On Monday March 13 experts on Multidimensional Poverty gathered together at Los Andes University in Bogotá Colombia to discuss the impact that the National Multidimensional Poverty Index has had on the design and implementation of Social Policies in the country. This seminar was part of the Course on Multidimensional Poverty Analysis organised by Oxford Poverty and Human Development Initiative (OPHI) in collaboration with Los Andes University, the Department of Social Prosperity (DPS) and the Organization of American States (OAS), during the week of March 13 to 18 in Bogotá Colombia.
Experts on Multidimensional Poverty in Colombia gathered together on the 13th of March, with the objective to participate in the seminar “Multidimensional Poverty Index: Its impact on Social Policy in Colombia”. The seminar was part of the Course in Multidimensional Poverty that took place from the 13th to the 18th March. More than 45 participants from 12 countries in Latin America were part of this event. This seminar was organised by Los Andes University in collaboration with Oxford Poverty and Human Development Initiative (OPHI) and the Department of Social Prosperity (DPS) in Bogotá, Colombia.

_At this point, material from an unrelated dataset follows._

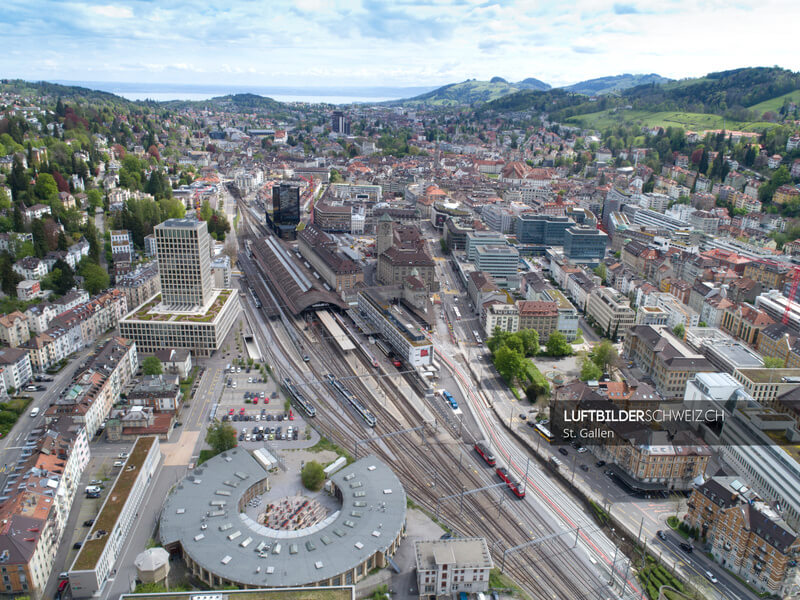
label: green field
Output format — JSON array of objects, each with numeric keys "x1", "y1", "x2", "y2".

The seminar had presentations from Sabina Alkire Director of OPHI, Nemesio Roys Director of DPS, Mauricio Perfetti, Director of the National Statistics Department (DANE), Luis Fernando Mejía, subdirector of the National Planning Department (DNP) and Roberto Angulo, independent consultant and research associate from OPHI. More than 200 people attended the seminar, including students, academics, public servants and members of the general public.
The seminar started with a presentation from Sabina Alkire, who presented the importance of having national multidimensional poverty measures, how these can be used to monitor social policies, redistribute resources, target populations or give priority to different social needs. Additionally, Alkire presented the Global MPI and how using the results from this analysis it is easier to understand the characteristics of multidimensional poor people around the world.
Colombia is one of the few countries to have presented a report were the MPI was explicitly mentioned as a tool to monitor social policy to fulfil the Sustainable Development Goals
Then Nemesio Roys presented how the DPS uses the information provided by the MPI to redistribute resources and prioritise social policies at the local level. Also, how the MPI has been calculated with the objective to target multidimensional poor households so that they can get access to strategies to reduce poverty in Colombia.
After this presentation a panel of experts took place. The panellists included Mauricio Perfetti, Luis Fernando Mejia, Nemesio Roys and Roberto Angulo. Sabina Alkire was the moderator. The panel started with the intervention of Mauricio Perfetti, who discussed how the process of calculating the MPI has been and how transparency plays a major role. He mentioned the existence of an experts committee, which has a main task to validate the methodology and to guarantee the transparency of the figures.
In addition, Perfetti mentioned the importance of having a multidimensional poverty measure at the international level. In this context, Colombia is one of the few countries to have presented a report were the MPI was explicitly mentioned as a tool to monitor social policy to fulfil the Sustainable Development Goals. The next panellist was Luis Fernando Mejía, who presented how the MPI has been articulated to the National Development Plan and is an instrument to facilitate the design of social policies in Colombia. He also mentioned some of the challenges that the MPI has had in the country, some of which are related to the representativeness of the results and how it does not reveal what happens at the local level. As a consequence the DNP has calculated an MPI using data from the SISBEN (survey to targeting beneficiaries of social programmes).
The presentation of Nemesio Roys highlighted how Colombia has used the MPI to design programmes to respond to the specific needs of the population, he also emphasised the need for the MPI to be calculated over time and be resistant to changes in government.
Finally Roberto Angulo discussed some of the reasons why the MPI in Colombia has had a positive effect on social policy, and this is mainly by the inclusion of the MPI in the National Development Plan. Angulo also mentioned how effective Colombia has been in the reduction of multidimensional poverty and that the MPI has facilitated the design of policies that aim to reduce poverty in different dimensional aspects that has improved the work between various public sectors.